Hotel on the Corner of Bitter and Sweet” is a first novel by Jamie Ford, who used his own family’s stories to bring to life this tale of a father-son relationship and a forbidden first love set amidst the racial/ethnic tensions of World War II Seattle.
The book opens in the same city in 1986, when Henry Lee, a middle-aged widower, happens upon news crews gathered at the long-shuttered Panama Hotel.
The hotel is the site of a discovery: The possessions of 37 Japanese families, hidden there when Japanese Americans were sent to internment camps during the war, have just come to light.
Amidst these forgotten treasures Henry uncovers memories of his 12-year-old self in 1942. He had been cast adrift by immigrant Chinese parents who, with the onset of the war, sent him as a scholarship student to a prestigious elementary school so he would speak English and become American. Instead, he found himself an outcast.

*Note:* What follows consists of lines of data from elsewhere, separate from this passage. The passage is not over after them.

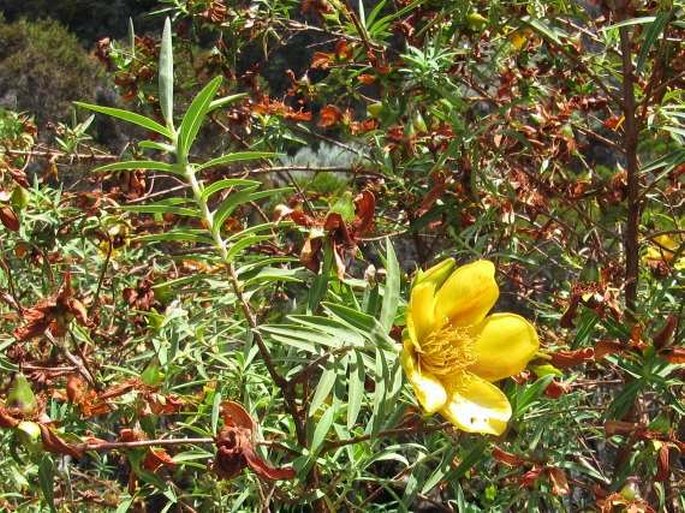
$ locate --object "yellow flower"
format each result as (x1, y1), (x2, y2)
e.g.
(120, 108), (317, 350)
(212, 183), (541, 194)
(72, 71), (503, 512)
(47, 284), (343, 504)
(644, 234), (685, 271)
(400, 258), (540, 435)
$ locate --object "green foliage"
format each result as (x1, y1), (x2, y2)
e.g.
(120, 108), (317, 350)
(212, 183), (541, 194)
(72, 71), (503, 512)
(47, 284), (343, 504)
(0, 0), (685, 512)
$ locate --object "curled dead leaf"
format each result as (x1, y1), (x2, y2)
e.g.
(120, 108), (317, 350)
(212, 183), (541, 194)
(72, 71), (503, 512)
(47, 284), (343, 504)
(0, 205), (19, 232)
(40, 424), (83, 459)
(212, 401), (295, 481)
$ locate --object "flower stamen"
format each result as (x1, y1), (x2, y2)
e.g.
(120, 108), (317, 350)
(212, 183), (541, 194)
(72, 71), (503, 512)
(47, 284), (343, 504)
(418, 323), (475, 376)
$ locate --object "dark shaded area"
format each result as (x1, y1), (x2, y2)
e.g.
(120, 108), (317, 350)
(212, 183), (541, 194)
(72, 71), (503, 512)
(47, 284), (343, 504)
(2, 0), (160, 47)
(0, 17), (102, 124)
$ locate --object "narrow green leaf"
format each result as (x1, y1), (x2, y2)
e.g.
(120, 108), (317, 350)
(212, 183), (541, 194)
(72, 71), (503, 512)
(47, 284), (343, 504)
(347, 351), (366, 429)
(128, 16), (136, 58)
(92, 160), (183, 176)
(114, 495), (133, 513)
(307, 241), (333, 313)
(635, 12), (671, 74)
(74, 102), (172, 139)
(133, 228), (214, 244)
(322, 303), (398, 352)
(122, 202), (200, 217)
(178, 76), (223, 154)
(380, 237), (401, 333)
(212, 390), (221, 436)
(38, 454), (57, 511)
(309, 406), (335, 454)
(159, 17), (174, 130)
(207, 93), (247, 112)
(366, 348), (390, 434)
(309, 361), (336, 417)
(196, 151), (279, 171)
(599, 16), (656, 32)
(138, 140), (175, 153)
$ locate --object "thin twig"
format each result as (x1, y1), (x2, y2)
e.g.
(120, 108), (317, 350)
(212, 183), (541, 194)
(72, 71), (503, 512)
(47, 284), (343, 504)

Henry’s friendship with Japanese American Keiko Okabe, the only other Asian at the school, must remain a secret because of his father’s longstanding hatred for Japan. That Old-World enmity is heightened by American paranoia following Japan‘s bombing of Pearl Harbor. While Chinese Americans take pains to distance themselves from their Japanese counterparts, Henry sees Keiko and her family ordered to the camps.
Both Henry and the reader travel back and forth in time, witnesses to the wrenching consequences of racial and ethnic hatred as well as of commitment and hope.